The projects will be run by the charity’s ‘Fixers’ – young people who have been previously socially disconnected and vulnerable, who are now courageously stepping forward to share their experiences to help themselves and others like them, to support positive change in young people’s lives and in their communities.
Male body dysmorphia is an increasing problem for young men who are feeling under pressure of self-scrutiny and developing an unhealthy obsession of body image. It is still not widely spoken about and this project will address the issue and encourage other young people experiencing body dysmorphia to speak out and seek help.
The second covers the sharing of indecent messages and photographs at school, or ‘sexting’, which is high on the agenda for the Hampshire Police Crime Commission. The aim of the project is to highlight how young people are unfairly criminalised by sexting and to warn them of the dangers.
The third project aims to support burns survivors, by encouraging them to be mindful of their mental health and wellbeing, while encouraging them to not let their scars define who they are and to move on with life.
Lucy Tatchell, Head of News and Media for Fixers adds: “With the expertise of our trained Young People’s coordinators, Fixers finds and engages hard-to-reach young people and gives them a platform to get their voices heard. As part of the process of their projects they create a resource to help communicate their message such as a film, booklet, poster, wristband or coffee cup sleeve for example.
“The generous donation from the BMF has enabled our latest ‘Fixers’ to run their projects in their local community. The project will enable them to engage with professionals such as the police and community leaders, to work around the issue they have addressed. In turn, this can lead to them working in collaboration with a view to changing local policy and practice.”

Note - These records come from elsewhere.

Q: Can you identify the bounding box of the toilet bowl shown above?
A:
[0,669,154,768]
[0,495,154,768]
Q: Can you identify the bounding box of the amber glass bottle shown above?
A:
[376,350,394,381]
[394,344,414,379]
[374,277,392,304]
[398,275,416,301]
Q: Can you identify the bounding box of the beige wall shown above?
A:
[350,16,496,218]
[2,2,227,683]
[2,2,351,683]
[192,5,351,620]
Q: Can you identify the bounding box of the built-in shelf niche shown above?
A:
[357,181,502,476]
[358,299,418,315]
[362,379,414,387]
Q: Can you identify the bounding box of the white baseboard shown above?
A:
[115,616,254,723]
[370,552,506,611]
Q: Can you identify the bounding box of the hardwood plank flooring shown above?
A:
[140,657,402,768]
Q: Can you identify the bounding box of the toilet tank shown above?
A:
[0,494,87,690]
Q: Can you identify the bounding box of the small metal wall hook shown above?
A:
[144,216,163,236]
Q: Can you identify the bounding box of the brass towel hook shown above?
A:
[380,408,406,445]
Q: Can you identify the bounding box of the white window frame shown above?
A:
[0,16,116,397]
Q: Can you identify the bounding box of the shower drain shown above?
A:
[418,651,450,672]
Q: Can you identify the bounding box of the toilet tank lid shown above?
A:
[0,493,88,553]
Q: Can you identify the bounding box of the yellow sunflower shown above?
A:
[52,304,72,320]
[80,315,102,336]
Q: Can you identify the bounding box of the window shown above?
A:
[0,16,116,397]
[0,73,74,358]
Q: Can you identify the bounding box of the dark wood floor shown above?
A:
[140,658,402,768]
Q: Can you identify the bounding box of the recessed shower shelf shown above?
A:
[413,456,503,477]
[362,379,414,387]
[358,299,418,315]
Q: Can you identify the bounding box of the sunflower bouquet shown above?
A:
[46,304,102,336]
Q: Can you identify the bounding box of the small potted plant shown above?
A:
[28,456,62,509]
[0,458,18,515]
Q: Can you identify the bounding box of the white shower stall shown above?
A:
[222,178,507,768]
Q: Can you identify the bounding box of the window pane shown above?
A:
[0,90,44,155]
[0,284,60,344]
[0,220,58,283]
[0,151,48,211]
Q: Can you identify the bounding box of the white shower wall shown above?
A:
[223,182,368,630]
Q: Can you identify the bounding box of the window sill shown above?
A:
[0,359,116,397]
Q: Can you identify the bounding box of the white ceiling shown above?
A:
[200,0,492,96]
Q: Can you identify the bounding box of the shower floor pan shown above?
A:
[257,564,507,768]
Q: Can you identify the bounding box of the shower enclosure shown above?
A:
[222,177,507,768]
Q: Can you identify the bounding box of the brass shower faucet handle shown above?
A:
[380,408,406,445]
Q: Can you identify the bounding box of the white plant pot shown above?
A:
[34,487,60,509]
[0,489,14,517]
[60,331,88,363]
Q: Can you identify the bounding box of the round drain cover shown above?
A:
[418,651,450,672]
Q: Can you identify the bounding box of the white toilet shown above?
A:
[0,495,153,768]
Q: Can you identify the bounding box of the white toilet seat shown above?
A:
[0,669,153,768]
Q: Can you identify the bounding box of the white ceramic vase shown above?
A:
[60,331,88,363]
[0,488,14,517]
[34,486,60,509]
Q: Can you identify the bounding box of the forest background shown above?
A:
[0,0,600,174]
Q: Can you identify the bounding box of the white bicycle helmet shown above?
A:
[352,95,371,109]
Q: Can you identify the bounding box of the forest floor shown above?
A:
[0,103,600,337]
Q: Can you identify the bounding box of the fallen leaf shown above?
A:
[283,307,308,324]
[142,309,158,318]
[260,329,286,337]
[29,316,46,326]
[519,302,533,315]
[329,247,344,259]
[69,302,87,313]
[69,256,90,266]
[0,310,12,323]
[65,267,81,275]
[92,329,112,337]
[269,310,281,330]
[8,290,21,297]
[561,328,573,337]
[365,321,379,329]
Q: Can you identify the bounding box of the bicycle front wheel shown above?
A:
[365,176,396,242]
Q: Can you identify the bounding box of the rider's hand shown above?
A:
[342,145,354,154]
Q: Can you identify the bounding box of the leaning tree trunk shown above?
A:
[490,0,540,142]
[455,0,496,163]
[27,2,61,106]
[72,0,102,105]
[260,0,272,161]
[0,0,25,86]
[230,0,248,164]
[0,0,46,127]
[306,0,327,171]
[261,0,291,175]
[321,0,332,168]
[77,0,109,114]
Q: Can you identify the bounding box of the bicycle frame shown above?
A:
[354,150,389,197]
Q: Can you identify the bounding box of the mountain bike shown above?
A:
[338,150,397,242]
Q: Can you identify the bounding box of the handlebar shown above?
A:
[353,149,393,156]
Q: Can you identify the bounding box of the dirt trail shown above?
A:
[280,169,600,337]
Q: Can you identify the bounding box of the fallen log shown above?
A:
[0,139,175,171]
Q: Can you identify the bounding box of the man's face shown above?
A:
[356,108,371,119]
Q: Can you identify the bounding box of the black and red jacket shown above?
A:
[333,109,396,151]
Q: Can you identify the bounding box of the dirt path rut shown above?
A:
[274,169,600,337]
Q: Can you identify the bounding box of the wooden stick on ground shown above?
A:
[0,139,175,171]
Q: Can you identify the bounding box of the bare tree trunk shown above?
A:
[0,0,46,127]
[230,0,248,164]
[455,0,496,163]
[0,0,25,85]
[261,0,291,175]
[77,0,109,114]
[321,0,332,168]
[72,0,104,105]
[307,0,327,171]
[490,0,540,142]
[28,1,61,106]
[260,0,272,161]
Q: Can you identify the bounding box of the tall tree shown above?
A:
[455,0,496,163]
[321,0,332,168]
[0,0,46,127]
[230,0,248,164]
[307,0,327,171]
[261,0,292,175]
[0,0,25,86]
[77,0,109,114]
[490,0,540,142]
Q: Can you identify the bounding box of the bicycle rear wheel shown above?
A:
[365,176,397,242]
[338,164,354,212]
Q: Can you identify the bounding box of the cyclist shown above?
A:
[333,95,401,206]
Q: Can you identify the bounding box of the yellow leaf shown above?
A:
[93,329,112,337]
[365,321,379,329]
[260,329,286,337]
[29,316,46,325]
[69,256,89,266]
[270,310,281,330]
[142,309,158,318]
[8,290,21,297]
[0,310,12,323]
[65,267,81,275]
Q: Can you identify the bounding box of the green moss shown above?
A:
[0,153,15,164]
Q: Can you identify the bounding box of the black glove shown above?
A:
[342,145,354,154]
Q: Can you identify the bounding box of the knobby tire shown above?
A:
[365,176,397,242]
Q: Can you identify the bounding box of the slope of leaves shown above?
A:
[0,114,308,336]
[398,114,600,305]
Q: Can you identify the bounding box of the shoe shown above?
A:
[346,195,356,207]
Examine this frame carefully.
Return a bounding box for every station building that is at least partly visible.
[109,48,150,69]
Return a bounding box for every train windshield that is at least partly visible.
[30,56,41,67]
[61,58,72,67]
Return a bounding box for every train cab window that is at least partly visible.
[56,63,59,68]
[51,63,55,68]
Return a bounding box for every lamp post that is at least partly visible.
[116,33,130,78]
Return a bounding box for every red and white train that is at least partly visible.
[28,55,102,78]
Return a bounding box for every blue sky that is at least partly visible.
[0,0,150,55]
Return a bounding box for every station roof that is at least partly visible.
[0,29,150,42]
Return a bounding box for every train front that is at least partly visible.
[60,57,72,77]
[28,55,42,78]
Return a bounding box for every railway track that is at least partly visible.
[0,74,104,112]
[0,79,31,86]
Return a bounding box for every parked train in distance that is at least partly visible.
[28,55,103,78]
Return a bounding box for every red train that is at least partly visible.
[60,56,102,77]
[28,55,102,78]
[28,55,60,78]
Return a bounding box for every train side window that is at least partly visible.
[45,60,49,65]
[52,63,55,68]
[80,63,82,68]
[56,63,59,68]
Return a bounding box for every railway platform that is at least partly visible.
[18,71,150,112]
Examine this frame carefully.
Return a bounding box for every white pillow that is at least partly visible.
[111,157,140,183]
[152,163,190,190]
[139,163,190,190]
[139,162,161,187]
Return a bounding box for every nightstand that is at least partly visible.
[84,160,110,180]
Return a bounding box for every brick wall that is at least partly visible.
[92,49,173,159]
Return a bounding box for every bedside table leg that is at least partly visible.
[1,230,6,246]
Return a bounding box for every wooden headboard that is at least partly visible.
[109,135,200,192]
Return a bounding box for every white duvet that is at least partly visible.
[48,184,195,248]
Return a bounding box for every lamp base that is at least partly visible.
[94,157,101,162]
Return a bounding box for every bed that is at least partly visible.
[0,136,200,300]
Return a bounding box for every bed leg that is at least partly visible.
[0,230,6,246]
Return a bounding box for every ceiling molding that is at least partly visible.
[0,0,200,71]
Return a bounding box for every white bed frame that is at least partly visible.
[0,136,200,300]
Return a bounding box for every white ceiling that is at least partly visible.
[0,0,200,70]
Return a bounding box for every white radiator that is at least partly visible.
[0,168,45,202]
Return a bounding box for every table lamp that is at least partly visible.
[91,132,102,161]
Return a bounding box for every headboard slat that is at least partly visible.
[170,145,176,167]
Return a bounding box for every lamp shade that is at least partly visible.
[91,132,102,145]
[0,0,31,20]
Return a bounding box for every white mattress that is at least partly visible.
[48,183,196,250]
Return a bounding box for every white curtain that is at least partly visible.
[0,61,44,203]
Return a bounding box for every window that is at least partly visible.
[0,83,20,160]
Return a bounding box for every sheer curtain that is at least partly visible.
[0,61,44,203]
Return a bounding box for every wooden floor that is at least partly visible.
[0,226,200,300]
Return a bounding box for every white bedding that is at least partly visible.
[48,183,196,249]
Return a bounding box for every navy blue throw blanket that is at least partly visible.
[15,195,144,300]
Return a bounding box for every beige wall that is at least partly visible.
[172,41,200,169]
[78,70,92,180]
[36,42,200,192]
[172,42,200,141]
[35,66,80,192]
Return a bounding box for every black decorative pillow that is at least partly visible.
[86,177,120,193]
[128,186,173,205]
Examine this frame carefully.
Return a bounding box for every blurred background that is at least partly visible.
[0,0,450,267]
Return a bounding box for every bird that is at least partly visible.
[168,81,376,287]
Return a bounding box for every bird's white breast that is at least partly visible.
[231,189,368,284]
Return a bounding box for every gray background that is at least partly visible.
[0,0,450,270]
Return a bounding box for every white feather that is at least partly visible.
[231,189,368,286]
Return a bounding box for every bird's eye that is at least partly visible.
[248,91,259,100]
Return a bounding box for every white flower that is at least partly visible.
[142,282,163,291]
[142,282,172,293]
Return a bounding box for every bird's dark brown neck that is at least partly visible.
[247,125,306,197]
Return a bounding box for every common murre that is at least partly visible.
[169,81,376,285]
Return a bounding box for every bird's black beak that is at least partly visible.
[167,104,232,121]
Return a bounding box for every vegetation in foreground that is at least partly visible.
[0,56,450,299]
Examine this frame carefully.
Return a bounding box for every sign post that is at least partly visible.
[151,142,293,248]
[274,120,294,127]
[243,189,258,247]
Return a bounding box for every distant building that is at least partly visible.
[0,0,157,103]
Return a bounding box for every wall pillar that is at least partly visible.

Tim Jobling, BMF Trustee, said: “There are so many issues and social problems that affect young people, some of which are not talked about or highlighted enough. It’s great that Fixers give young people a voice and a platform to talk about their experiences to help themselves and others move forward.
“We’re pleased to be able to support three local, young people’s projects by providing the funds to help their individual vision come to life, and we’re looking forward to seeing the finished projects.”
Lucy added: “The experience of working on a personal Fixer project has a transformative effect on people, who move from a position of isolation and disconnection to one of increased confidence and independence. In providing young people with a platform to voice and spread their message as well as forge important links with others in their communities, they are able to transcend their own negative experiences and use them to benefit others.”